How do you replace pornography, or drunkenness, or Sexual immorality or greed? Begin by calling it what it is – it is sin. But also see it for what it is – it is putting you as your greatest treasure. Your wants, your reputation, your popularity, your desire, your gratification. We sin because we make ourselves our greatest treasure, we can fight and replace sin when God is our greatest treasure.

What is the arena is which they do that? “among the pagans” It is not good living in church but in the hostile world, where it is most distinctive. Believers are not to cut themselves off from the world in order to achieve holiness, they are to be set apart, to be holy in the world, to be different in the midst of the battle. And our unbelieving friends around us are to see the fight we are engaged in, to see us changing.

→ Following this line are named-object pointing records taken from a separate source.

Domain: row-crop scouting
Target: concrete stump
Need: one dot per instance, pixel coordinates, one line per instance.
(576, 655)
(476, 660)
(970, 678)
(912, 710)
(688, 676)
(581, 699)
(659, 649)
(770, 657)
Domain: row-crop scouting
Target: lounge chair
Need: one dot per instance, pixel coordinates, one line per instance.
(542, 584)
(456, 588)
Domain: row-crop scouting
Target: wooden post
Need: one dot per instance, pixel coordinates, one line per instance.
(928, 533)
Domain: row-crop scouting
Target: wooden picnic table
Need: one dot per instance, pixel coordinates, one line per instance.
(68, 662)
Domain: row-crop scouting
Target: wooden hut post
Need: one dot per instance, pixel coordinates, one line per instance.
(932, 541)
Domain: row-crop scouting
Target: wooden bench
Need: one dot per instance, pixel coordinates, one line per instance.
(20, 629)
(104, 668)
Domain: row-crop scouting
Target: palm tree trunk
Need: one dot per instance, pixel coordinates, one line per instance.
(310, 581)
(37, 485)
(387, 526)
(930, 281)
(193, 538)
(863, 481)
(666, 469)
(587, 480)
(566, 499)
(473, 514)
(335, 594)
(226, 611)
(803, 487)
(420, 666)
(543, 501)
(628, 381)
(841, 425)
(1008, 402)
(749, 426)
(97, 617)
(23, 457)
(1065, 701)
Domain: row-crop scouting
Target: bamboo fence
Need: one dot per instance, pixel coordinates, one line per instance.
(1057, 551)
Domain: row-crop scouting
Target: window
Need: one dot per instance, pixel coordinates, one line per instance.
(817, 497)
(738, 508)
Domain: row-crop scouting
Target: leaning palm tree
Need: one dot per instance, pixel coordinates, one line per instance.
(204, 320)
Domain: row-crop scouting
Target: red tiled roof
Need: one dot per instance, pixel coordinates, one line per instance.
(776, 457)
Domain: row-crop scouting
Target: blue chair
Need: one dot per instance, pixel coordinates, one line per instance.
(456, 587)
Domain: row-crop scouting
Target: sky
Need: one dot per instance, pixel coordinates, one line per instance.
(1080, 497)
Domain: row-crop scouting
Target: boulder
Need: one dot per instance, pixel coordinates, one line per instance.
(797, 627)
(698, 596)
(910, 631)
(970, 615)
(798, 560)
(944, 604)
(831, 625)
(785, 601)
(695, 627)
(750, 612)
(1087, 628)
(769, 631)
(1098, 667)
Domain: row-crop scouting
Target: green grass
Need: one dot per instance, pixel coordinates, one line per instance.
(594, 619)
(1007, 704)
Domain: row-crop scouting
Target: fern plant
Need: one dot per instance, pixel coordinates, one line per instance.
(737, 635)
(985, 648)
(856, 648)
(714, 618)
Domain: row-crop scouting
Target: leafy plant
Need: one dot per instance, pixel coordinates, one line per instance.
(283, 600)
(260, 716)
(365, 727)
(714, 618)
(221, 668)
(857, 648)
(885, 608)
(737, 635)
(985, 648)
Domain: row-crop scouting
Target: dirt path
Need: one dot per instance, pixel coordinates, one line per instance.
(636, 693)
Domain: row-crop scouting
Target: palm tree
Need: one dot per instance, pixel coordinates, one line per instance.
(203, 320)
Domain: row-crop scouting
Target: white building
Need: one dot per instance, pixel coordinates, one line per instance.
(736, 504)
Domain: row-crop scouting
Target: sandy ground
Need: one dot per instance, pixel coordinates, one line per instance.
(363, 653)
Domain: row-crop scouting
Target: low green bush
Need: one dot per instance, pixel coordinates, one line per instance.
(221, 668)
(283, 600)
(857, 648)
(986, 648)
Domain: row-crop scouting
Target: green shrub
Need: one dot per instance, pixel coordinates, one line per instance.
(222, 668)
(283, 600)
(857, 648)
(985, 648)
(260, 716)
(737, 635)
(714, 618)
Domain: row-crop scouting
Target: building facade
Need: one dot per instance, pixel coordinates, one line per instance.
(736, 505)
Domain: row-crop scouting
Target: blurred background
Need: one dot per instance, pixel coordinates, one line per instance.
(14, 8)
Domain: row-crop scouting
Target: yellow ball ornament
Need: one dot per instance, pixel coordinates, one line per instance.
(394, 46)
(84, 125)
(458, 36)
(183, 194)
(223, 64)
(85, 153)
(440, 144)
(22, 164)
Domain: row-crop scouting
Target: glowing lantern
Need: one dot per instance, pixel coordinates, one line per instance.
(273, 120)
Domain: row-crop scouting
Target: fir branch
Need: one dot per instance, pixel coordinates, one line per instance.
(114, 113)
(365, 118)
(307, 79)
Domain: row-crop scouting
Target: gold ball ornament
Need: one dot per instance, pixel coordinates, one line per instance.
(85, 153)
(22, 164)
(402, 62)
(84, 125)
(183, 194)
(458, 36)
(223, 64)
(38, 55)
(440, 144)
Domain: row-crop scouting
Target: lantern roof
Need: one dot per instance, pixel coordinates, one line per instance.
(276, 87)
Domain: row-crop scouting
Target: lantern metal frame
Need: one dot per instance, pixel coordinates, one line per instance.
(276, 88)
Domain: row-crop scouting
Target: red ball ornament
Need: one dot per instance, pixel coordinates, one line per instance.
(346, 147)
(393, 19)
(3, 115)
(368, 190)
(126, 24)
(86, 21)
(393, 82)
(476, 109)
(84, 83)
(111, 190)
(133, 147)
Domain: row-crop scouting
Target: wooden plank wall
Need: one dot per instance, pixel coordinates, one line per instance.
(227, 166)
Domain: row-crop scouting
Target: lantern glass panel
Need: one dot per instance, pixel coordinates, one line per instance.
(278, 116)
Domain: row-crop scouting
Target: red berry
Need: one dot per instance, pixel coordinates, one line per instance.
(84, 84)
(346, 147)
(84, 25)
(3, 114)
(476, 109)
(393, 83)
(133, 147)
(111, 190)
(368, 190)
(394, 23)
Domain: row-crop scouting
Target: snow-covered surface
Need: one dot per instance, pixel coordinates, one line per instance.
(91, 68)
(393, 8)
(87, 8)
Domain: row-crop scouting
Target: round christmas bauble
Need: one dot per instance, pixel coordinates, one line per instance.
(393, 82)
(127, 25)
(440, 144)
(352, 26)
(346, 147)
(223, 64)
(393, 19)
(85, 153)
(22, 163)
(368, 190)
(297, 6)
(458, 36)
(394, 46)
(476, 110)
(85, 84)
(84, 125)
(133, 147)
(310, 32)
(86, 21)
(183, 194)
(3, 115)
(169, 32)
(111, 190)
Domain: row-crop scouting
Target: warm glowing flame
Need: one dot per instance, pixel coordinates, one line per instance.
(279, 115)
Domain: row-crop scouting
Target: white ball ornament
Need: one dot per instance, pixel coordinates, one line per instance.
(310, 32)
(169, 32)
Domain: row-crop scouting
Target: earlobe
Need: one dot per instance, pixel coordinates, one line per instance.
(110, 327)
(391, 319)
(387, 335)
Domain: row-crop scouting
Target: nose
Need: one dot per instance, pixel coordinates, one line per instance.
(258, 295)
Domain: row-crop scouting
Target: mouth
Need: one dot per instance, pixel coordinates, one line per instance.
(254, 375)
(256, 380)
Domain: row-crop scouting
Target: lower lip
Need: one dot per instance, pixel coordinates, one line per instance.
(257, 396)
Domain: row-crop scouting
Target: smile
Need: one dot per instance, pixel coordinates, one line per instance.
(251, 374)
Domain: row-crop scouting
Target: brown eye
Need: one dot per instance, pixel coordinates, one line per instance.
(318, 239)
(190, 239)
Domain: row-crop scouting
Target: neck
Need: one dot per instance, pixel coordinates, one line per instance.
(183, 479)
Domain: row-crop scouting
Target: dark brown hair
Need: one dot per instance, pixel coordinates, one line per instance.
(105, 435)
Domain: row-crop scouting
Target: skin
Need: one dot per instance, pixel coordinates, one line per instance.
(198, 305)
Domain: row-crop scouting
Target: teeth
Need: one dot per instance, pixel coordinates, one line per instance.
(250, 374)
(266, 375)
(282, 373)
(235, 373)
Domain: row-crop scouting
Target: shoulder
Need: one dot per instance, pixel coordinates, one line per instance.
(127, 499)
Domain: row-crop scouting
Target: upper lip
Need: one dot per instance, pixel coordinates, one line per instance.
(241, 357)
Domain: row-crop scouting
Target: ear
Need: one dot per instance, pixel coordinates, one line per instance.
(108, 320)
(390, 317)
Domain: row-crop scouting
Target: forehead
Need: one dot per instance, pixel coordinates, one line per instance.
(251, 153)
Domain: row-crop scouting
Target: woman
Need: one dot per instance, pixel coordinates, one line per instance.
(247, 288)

c. Call sinners(12) – You can imagine these believers looking up at each other and saying ‘But if we do that we will get even more flak that we are getting at the moment!’ And Peter acknowledges that, they will criticise and slander you but some will see the change, the affect the gospel has, and will repent and put their faith in God. Some sinners will be saved as you live the gospel.

Maybe you are thinking yes but the guys on my corridor would just rip me if I lived like that, or you don’t know the hostility I face from friends and family. Peter knew the hostility these believers were facing. It wasn’t overt physical persecution, it was being ostracised, it was name calling, it was exclusion, and it was discrimination and suspicion. In short it was exactly what we face and we meet it by fighting sin, replacing sin and calling sinners – be a disciple not a chameleon.

5 mins fill out concentric circles diagram. Talk through the diagram

Your friends are those who will see you fight sin, replace sin and call sinners most intensely. How many non-believing friends see that? If there aren’t many then you are not “Living such good lives among the pagans”. The answer isn’t to pick 5 people to get to know, the answer is to go back to the gospel to see God’s passion or people understanding of sin and grasp of grace and pray for him to change your heart. We are to love people not engage in projects.

So practically how do we build friendships?
• Be in the community you are in don’t hide from it.(you may need to be instrumental in forming a community, your house mates, sports teams, seminar groups)
• Identify community key gateways (pub, bar...)
• Develop community habits (use local shop, join local gym and say hi to those people)
• Serve your community (how can your CU/small group serve your hall or university)
• Serve individuals (stop to help people, be generous with your money)
• Change your diary (avoid Christian rabbit warren) be deliberate
• Join a club where people will be
• Get other Christians to introduce you to their friends
• Walk places and be ready to say hi and smile to people
• Make use of meal times – people talk over food!!!
• Don’t take an iPod or listen to music on public transport
• Live out your faith openly, don’t keep it private!

Do you see the principle: Fight Sin, Replace Sin, Call Sinners, that is basic discipleship, it is normal Christian living and it is to be lived out among the pagans.

But you may say I’m not strong enough, I will fall. That’s why these are community instructions – Christians are not lone rangers, you are part of a church, part of a CU, part of a small group. That is your support network, that is who is to keep you accountable, who you can pray with, who can challenge you.

Fight sin, replace sin, call sinners.